Naturally I hope to be a millionaire author; my more rational half of my brain tells me it’s more likely this will essentially be a vanity project, like mounting a stuffed bear in your living room. Not profitable, but very satisfying. I want to write a bunch of books in this series, so hopefully it will start to become profitable at some point, but with around 2000 books published a day, I don’t have great hopes of standing out. But one never knows. I certainly think it’s better than any other YA novel out there (but then I would) and my friends who have reviewed it agree (but then they would).
What I did want to post on was why I wrote the book the way I did–with horribly crude language and confrontational dialogue on taboo issues.
I never thought to write a book this way. I was always of the Louis L’Amour mode of thought–the violence, sex, and language that a writer implies can often be far more powerful than anything he actually writes. I have, my family will tell you, hundreds of stories in my brain, and most of them are squeaky-clean.
But I wanted to write a frank story that spoke directly to teens. I wanted to write a story for the high schoolers in my class. And to do that, I needed to speak to the issues that troubled them–issues of race, sex, history, and identity–in as frank and direct a way as they themselves did. More, I needed to confront, directly, the repugnant philosophies I saw them being confronted with day after day.
If I was going to make a story about racism, I couldn’t dance around the subject. If I was going to write about sex and gender, it would be fatal to shy away from what I was actually talking about. Teens talked about these things. They talked about them directly. And the main thing that was killing them was that all the good people were being too ambiguous and all the bad people were being too specific.
I also wanted to push against commonly held views, and also write about the struggle between what one should think, and what one often time really does think.
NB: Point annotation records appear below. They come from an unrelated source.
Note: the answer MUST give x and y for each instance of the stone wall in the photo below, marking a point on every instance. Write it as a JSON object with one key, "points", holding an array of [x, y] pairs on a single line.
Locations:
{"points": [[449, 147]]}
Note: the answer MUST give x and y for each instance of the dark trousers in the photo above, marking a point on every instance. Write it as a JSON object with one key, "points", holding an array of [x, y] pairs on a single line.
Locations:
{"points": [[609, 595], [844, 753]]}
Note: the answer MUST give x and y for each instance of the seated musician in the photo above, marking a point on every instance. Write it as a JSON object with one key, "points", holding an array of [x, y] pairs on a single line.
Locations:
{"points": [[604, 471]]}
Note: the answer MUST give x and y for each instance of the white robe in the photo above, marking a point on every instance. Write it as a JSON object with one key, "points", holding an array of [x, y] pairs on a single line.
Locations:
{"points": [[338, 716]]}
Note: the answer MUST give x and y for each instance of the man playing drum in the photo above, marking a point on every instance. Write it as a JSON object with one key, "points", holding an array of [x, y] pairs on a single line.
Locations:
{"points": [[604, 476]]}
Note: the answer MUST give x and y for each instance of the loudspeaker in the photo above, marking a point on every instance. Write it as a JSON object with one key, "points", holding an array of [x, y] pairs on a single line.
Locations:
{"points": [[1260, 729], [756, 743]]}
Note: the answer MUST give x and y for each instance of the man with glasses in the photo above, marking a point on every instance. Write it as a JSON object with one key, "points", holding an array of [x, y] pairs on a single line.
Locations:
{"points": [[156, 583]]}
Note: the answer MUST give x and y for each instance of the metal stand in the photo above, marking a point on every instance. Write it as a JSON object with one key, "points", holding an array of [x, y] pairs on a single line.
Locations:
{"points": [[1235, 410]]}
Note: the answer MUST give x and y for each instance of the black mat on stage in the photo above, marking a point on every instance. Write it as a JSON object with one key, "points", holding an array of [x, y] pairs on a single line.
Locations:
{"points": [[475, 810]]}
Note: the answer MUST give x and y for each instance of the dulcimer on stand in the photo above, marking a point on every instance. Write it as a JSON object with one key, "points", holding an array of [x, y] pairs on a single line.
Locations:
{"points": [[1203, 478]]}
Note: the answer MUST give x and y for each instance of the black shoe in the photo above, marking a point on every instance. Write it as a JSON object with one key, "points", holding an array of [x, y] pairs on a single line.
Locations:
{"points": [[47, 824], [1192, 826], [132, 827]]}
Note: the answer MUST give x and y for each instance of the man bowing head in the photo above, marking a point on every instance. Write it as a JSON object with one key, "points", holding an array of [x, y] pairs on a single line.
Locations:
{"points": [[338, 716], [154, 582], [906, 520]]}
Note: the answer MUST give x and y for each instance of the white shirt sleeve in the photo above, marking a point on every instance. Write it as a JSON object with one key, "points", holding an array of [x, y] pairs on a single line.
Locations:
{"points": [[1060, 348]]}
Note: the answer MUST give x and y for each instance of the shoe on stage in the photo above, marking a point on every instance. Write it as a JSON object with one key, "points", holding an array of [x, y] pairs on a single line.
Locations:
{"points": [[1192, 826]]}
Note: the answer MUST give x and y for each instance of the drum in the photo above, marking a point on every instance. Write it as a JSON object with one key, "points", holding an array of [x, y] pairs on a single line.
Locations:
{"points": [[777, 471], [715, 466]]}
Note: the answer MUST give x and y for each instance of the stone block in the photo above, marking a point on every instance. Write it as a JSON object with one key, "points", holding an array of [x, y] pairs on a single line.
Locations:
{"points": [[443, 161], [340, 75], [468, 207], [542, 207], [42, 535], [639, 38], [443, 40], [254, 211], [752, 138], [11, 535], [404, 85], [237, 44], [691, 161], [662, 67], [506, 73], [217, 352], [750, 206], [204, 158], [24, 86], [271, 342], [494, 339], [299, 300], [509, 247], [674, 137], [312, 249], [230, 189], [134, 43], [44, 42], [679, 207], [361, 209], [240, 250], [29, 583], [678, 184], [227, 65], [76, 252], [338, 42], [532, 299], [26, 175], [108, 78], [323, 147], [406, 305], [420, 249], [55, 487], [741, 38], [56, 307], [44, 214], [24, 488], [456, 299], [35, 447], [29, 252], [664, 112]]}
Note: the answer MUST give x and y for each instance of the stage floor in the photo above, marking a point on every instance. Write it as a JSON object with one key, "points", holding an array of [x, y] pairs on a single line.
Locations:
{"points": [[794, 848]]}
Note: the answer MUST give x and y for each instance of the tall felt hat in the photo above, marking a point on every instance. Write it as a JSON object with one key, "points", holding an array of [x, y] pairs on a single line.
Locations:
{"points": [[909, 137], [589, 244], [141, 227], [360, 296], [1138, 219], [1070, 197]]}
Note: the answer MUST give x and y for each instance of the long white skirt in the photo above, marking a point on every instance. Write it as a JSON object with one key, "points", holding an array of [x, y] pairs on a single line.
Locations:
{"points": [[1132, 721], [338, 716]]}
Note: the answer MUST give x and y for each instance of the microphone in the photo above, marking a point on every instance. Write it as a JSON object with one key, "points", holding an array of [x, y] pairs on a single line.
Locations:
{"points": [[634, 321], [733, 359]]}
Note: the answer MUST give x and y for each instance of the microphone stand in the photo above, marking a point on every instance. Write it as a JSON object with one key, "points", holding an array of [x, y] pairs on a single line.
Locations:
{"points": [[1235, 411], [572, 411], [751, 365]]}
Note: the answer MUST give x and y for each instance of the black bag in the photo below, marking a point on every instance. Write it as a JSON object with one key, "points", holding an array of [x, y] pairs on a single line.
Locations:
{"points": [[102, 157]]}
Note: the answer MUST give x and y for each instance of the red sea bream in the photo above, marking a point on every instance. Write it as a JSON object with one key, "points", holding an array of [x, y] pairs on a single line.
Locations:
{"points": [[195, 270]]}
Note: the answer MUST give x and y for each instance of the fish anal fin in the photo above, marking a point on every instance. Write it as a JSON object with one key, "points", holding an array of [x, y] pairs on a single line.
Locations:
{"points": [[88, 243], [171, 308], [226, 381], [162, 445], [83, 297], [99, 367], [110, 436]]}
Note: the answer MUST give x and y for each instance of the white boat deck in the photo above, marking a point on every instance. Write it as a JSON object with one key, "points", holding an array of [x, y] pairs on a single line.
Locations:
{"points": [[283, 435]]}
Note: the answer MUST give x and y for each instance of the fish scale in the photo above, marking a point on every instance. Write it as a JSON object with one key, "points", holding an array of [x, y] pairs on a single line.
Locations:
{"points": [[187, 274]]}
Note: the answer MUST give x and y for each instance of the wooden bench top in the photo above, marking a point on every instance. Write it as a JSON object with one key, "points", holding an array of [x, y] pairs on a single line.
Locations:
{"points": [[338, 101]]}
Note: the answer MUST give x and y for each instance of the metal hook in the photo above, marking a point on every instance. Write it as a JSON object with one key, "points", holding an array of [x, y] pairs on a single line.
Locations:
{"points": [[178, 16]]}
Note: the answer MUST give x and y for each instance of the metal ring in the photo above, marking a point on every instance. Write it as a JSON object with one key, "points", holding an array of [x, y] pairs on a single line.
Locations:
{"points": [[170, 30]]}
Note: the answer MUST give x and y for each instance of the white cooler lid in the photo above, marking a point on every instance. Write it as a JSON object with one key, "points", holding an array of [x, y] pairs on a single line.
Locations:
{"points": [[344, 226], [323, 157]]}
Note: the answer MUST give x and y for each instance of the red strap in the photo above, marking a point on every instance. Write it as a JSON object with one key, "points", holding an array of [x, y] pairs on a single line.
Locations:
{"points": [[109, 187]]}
It was necessary to show the dirty details of what goes on in a person’s head, to show how it contrasted with the more acceptable front people put up.
Of course, when your characters are frankly and explicitly dealing with issues of race and sex, it seems silly to balk at them using bad language to do so. But I could have done it. One idea I had was for the boys auto-translate ability (in the novel the Nephilim teenagers can understand any language) to immediately translate the sense of crudities instead of just leaving them in–instead of saying “what a blasted mess,” to have a character hear “what a big mess.” I still might make an edition that does that–I would dearly love conservative Christian teens to be able to read this book, and I fear in its current state it would not meet with their parent’s approval.
But I didn’t. I didn’t because the book argues for an extremely idealistic look on life, where virtue and honor will not be rewarded and may even be condemned, but should still be pursued. And such an idealistic viewpoint runs the risk of seeming abstract, naive, “goody-two-shoes” morals simply being recited because other books have done so.
It was critical that the book be genuine in all aspects. That the characters and dialogue should breathe raw and authentic emotions that would be impossible to dismiss as abstract or idealized. And I couldn’t do that if I was sanitizing the very words they spoke.
So I left the language in. Perhaps I was wrong to do so. I don’t know. It’s resulted in a book that I’ve purposely abstained from showing to certain family members, because I know they would not enjoy it. But as the dedications to my book says: “Whatever is good in this comes from God. Whatever is wrong in it comes from myself.”